Die Unterschiede wurden an dieser Stelle schon mehrfach herausgearbeitet. Positiv darf aber verzeichnet werden, dass auch Destatis wieder den HVPI-Wert angibt, was längere Zeit unterlassen worden war.
In den einschlägigen Berichten, wie sie in konservativen Zeitungen zu lesen sind, lässt man den etwas realistischeren Eurostat-Wert genauso unter den Tisch fallen, wie er auch in der Tagesschau unterschlagen wird.
Dabei ist klar, dass im Laufe der Jahre auch im Euroraum und dem HVPI immer mehr Teile aus der Ermittlung der Teuerungsrate herausgenommen wurden, wie sogar der ehemalige Chefvolkswirt der Deutschen Bank, Thomas Mayer kritisiert.
Deshalb ist, weil auch Immobilienpreise zum Teil einfließen, die Inflationsrate in den USA etwas ehrlicher.
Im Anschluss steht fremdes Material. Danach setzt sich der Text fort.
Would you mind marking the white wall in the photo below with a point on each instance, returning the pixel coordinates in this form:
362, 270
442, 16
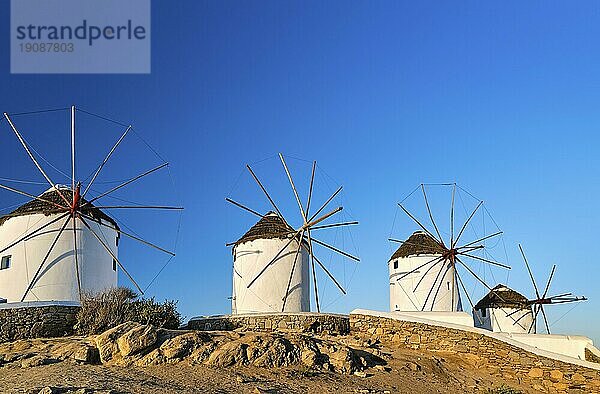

Wurden dort im Juni noch 9,1 Prozent registriert, fiel die Inflation wegen einer deutlich anderen Politik der Notenbank FED im Juli schon wieder auf 8,5 Prozent. Statt eine sinkende Tendenz zu zeigen, erwartet inzwischen sogar schon die Bundesbank offiziell runtergerechnete zweistellige Inflationsraten ab Herbst in Deutschland.
Die EZB
Ein wesentlicher Faktor dafür, wie hier Telepolis häufig kritisiert wurde, ist die absurde Geldpolitik der Europäische Zentralbank (EZB), die aber mit ihrer Geldpolitik immer stärker unter Druck gerät. Die hat, anders als die US-Notenbank FED oder die britische Notenbank, viel zu lange gewartet und der explodierenden Inflationsentwicklung zugeschaut. Erst im Juli wurde der Leitzins erstmals seit mehr als zehn Jahren erhöht.
Geld wird aber nicht wirklich vom Markt gesaugt, Anleihekäufe gehen weiter, weshalb man sich nicht wundern muss, wenn die Inflation im Euroraum nicht zurückgeht, sondern weiter steigt, wie es auch nicht anders zu erwarten war.
Man darf davon ausgehen, dass diese EZB-Politik gewollt ist, die sich immer mehr von ihrer Aufgabe verabschiedet, für Geldwertstabilität bei zwei Prozent sorgen. Denn die hohe Inflation hat den tollen und wohl gewünschten Nebeneffekt für Schuldenstaaten, dass Staatsschulden weginflationiert werden.
Dass illegale Staatsfinanzierung offensichtlich nun zur Hauptaufgabe der EZB mutiert ist, lässt sich an deren Politik auch ablesen. Die EZB trägt damit klar zu einer immer schnelleren Enteignung der einfachen Bevölkerung und zu einer Umverteilung von unten nach oben bei.
Diesen Effekt hat nun im zweiten Quartal in Folge auch Destatis ermittelt: "Hohe Inflation führt im 2. Quartal 2022 zu Reallohnrückgang von 4,4 Prozent", stellten die deutschen Statistiker gerade fest.
Die Löhne
Schon im ersten Quartal war ein offizieller Rückgang von 1,8 Prozent festgestellt worden. Und diese realen Kaufkraftverluste, die sich natürlich auch schnell als Rezessionsförderer bemerkbar machen, wurden mit den absurden heruntergerechneten Zahlen wie dem VPI ermittelt.
Real ist der Verlust in der Tendenz sogar noch deutlich höher. Und umso weiter man auf der Lohnskala nach unten geht, umso schlimmer wird der Effekt, da bekanntlich Menschen mit geringem Einkommen einen deutlich höheren Anteil für Energie und Lebensmittel ausgeben.
USA: Inflation wird ernster genommen
In den USA nimmt man die Inflation inzwischen deutlich ernster. Erwartet wird nun, dass die FED im September die Leitzinsen erneut um 0,75 Prozentpunkte anheben wird.
Die Zinsspanne würde damit sogar schon auf drei bis 3,25 Prozent ansteigen. Lange Zeit hatten auch Fed-Chef Jerome Powell und seine Kollegen die Inflation stark unterschätzt, wie man es weiterhin bei der Europäischen Zentralbank (EZB) feststellen kann.
Die etwas ehrlichere US-Inflationsrate liegt nun erwartungsgemäß nun sogar schon deutlich unter der in der EU. Sie war im Juli deutlich stärker als erwartet auf 8,5 Prozent gesunken.